众人松了口气,然后刷刷刷向外殿投去视线,目光热切。
皇帝一见是江编修,顿时大喜,让人上前回答问题。
江月明离开席位,在万众瞩目下一步步走向内殿,越过脸色难堪的宋绮乐,走到溜国使者身旁站定。

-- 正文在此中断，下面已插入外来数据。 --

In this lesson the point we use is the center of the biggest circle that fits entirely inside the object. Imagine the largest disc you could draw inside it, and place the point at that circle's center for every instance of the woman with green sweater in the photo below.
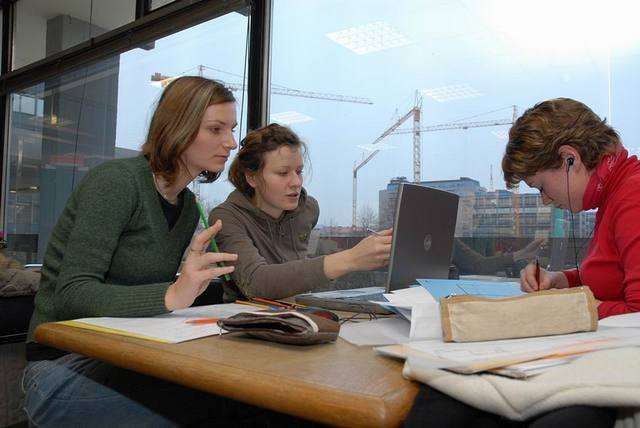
(115, 252)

一身青色官袍,面冠如玉,立在虎背熊腰的溜球使者旁,太养眼了。
溜国使者挑剔地看一眼江月明,粗声粗气道:“是何办法?可别瞎蒙诓我。”
江月明没有回答,向皇帝请示:“可否让人准备一个盛满水的水缸。”
皇帝大手一挥:“允。”
很快,几名侍卫抬着一个大缸进殿。
江月明又让侍卫帮忙,将两根水桶粗的木头扔进缸里,哗啦几声,水花四溅。
待水平静后,两根木头浮在上头。
“大家请看。”江月明指着水缸,“两根木头浮在水面,同样都是一头轻,一头重,轻者为梢,重者为根。”
众人若有所思,那重的两头,肯定不是断口。
江月明又道:“我们再看,两根木头,轻的一头程度不同,同理推测,更轻的那头为梢。”
这样,两根木头就拼了起来。
众人恍然大悟。
溜国使者不甘心,胡搅蛮缠:“你说是就是?也许我这木头和其他不同,就根轻梢重呢?世界之大,无奇不有。”
此话一出,众人鄙夷不屑。
江月明也没见过这么不要脸的人。
贺东辰轻笑出声:“就算根轻梢重,不也同理可证。”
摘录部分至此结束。